- Department: History
- Module co-ordinator: Dr. Tom Johnson
- Credit value: 20 credits
- Credit level: M
- Academic year of delivery: 2023-24
In medieval England, you were what you ate, because what you ate was closely related to your socio-economic status: if you were poor, you ate bread, pottage, and drank weak ale, while if you were rich, you ate meat, used spices, and consumed wine. This module explores this fundamental relationship between food and inequality in the Middle Ages as a way of exploring the ‘biopower’ of medieval governance – the way in which power was exerted through control over the very means of life itself.
Food expressed and channelled inequalities of power in many ways. It was not only a daily necessity for the sustenance of the agricultural population, but also a fashionable commodity to be conspicuously presented and consumed by the powerful, a prominent way of bringing people together into communality and community, and abstinence from it a marker of intense spirituality. Food was thus quite literally a matter of life and death, and as such, tracing its production, movement, consumption, and ideological meanings opens up some fascinating ways of understanding power and governance in the Middle Ages.
The module will explore these themes through a range of evidence made available in translation (or in Middle English), such as court rolls regulating food production, literary treatises about hunting, the orders for guild feasts and pageants, and medieval recipe books. Using these sources, students will be encouraged to engage with a range of medieval food historiographies, from those concerned with diet and standards of living to cultural and political histories of consumption, as well as modern critical theory on food justice and biopolitics.

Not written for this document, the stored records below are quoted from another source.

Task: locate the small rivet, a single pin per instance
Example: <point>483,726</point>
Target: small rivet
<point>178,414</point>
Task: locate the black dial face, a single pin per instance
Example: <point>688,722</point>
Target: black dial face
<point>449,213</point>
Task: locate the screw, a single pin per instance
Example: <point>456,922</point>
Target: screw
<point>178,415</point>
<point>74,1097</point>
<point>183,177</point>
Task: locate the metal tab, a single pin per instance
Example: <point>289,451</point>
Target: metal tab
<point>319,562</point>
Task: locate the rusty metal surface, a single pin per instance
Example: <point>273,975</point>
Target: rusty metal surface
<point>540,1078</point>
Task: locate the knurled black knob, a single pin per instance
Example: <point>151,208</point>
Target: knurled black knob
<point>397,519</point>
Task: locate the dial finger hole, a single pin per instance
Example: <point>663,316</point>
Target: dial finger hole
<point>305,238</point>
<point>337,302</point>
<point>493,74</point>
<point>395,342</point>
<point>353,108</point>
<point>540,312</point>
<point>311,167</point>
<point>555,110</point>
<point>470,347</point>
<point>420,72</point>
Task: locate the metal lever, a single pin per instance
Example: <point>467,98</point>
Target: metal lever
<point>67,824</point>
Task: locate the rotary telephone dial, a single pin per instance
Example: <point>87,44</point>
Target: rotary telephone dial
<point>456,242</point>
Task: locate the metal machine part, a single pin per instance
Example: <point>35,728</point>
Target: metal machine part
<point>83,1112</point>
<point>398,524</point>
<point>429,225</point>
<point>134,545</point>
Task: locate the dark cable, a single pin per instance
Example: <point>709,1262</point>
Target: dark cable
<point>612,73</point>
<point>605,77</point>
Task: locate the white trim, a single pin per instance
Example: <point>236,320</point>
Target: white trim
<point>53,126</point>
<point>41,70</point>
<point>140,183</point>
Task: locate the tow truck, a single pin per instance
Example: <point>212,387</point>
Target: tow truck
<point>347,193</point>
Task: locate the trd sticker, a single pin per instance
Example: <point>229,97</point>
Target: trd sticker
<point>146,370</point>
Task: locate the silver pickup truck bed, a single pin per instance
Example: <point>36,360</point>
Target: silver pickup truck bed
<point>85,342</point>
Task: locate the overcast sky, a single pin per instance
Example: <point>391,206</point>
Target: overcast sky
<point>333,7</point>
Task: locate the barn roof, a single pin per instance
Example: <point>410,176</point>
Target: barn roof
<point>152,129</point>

Occurrence | Teaching period |
---|---|
A | Semester 2 2023-24 |
The aims of this module are to:
Students who complete this module successfully will:
Students will attend a 1-hour briefing in week 1. Students will then attend a 2-hour seminar in weeks 2-4, 6-8 and 10-11. Weeks 5 & 9 are Reading and Writing (RAW) weeks during which there are no seminars, and during which students research and write a formative essay, consulting with the module tutor. Students prepare for eight seminars in all.
Seminar topics are subject to variation, but are likely to include the following:
Task | Length | % of module mark |
---|---|---|
Essay/coursework Long Essay |
N/A | 100 |
None
Students submit a 2,000-word formative essay in week 9.
A 4,000-word summative essay will be due in the assessment period.
Task | Length | % of module mark |
---|---|---|
Essay/coursework Long Essay |
N/A | 100 |
Students will typically receive written feedback on their formative essay within 10 working days of submission.
Work will be returned to students in their seminars and may be supplemented by the tutor giving some oral feedback to the whole group. All students are encouraged, if they wish, to discuss the feedback on their formative essay during their tutor’s student hours—especially during week 11, before, that is, they finalise their plans for the Summative Essay.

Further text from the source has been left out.